The idea of a renaissance in the arts is an in interesting one, but also problematic in the terms of how Purnell describes it. To dictate from the top-down the approach that the renaissance will take goes against the very nature of reactionary rebelliousness that lay at the heart of 15th Century Italian forerunner that Purnell and McMaster are prophesising. The heretic notions such as; the fact that the earth travels around the sun; the ‘right’ to publish and own personal Bibles translated into native languages other than Latin; and the realisation that the monarchy and clergy were not divine and citizens were equals with rights in society, were aspects of the anti-establishment feelings of the time that gave rise to the renaissance period. The leaders of the day were quick to captalise on the turning tides and cleverly appropriated renaissance ideas to suit their own ends in the tense relationships between church, state and nations, but the fact remains that the reformation spirit of the times were underground and punishable by death for treason and heresy.
Radical alternative media was at the centre of this spark for new thinking. As James Curran describes in ‘Communication, power and social order’ in Culture, Society and the Media (1988 – page 218);
“In a more general sense, the rise of the manuscript and subsequently of the printed book also fostered the development of an alternative culture. Although the bulk of scribal and early print output was in Latin and religious in content, the production and dissemination of vernacular texts helped to foster a parallel secular culture based on national languages and dialects, drawing upon indigenous cultural traditions.”
So, what is the refomation thinking in the UK today that this new Purnell/McMaster renaissance will follow? Well I would say that it will only come within a hair’s breadth of being a renaissance if it is led by the citizens not the leaders, and certainly broader than National Theatre and the Royal Ballet. It is all well and good for the financial gate-keepers of culture like James Purnell to say that ‘average’ and ‘substandard’ work will not be tolerated, as they want value for money. And I would also argue that cultural creative endevevours should be of a high standard to marry content with style, but as Purnell describes it is to see a renaissance as a glorified cultural tour, brining quality works to the people. As noble as that may, be, that is no renaissance, that is still a form of cultural imperialism.

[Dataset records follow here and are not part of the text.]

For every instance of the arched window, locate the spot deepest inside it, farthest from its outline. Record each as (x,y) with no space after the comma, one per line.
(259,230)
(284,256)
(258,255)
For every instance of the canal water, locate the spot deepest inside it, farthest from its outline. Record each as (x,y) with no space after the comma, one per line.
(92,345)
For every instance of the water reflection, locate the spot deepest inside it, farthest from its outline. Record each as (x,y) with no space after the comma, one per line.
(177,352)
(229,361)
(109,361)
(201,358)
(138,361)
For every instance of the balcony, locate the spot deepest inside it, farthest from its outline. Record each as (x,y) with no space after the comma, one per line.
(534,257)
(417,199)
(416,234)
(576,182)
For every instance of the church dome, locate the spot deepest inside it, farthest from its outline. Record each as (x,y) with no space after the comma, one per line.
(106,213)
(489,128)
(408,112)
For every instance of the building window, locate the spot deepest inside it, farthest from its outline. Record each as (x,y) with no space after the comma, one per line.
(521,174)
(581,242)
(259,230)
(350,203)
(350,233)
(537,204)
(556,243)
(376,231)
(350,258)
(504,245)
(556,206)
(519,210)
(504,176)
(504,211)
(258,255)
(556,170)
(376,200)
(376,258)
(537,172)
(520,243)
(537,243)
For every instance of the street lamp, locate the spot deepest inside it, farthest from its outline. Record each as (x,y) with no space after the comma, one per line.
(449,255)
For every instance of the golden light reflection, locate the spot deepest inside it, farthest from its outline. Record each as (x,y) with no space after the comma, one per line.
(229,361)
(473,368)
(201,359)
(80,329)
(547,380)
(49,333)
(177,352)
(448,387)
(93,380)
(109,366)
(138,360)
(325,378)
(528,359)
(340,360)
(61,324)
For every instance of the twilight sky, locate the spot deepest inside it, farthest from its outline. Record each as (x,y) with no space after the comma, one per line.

A true renaissance cannot and will not be brokered by leaders or gatekeepers. It will be in places anarchic and in other places passivley (and maybe ignorantly) building on the shoulders
of those anarchic pioneers. At present the early (and I mean early!) signs of any new renaissance is in Web 2.0, in illigal counter-cultural activities such as graffiti, and also (of course) in the activities of the home bedroom music makers, film makers and other DIY producers of modern culural artefacts. Community & Independent media producers are the Galilleos and Martin Luthers to Mass Media’s Papacy, Emperors, and, ahem, Murdochs. But the 15th Century renaissance didn’t effect and influence the arts. It changed governments, influenced religions and shaped the cultural and moral values in the Western worlds. As idealist as we may be today, we still have a long way to go.
Are we actually in the midst of a new renaissance? It would be great if we were, but alas I guess I will never know as that surely is not the within the grasp of any of is to really know. We will be long gone and in a few centuries time it will be left to the historians of the day to define our ra for us. We are too close to recognise a renaissance if it came and gave us a lapdance! It’s also probably arrogant of us to even try define our endevevours in terms of refomations, renaissances, etc, but when people are passionate about what they do, what they believe in and the connection between the two, then, with feet firmly on the ground (like Galillio), it is good to think big.
I agree with James Purnell when he says, “Why shouldn’t we be that ambitious?”
Yes, as long as we are not attempting to shape others’ ambitions for them.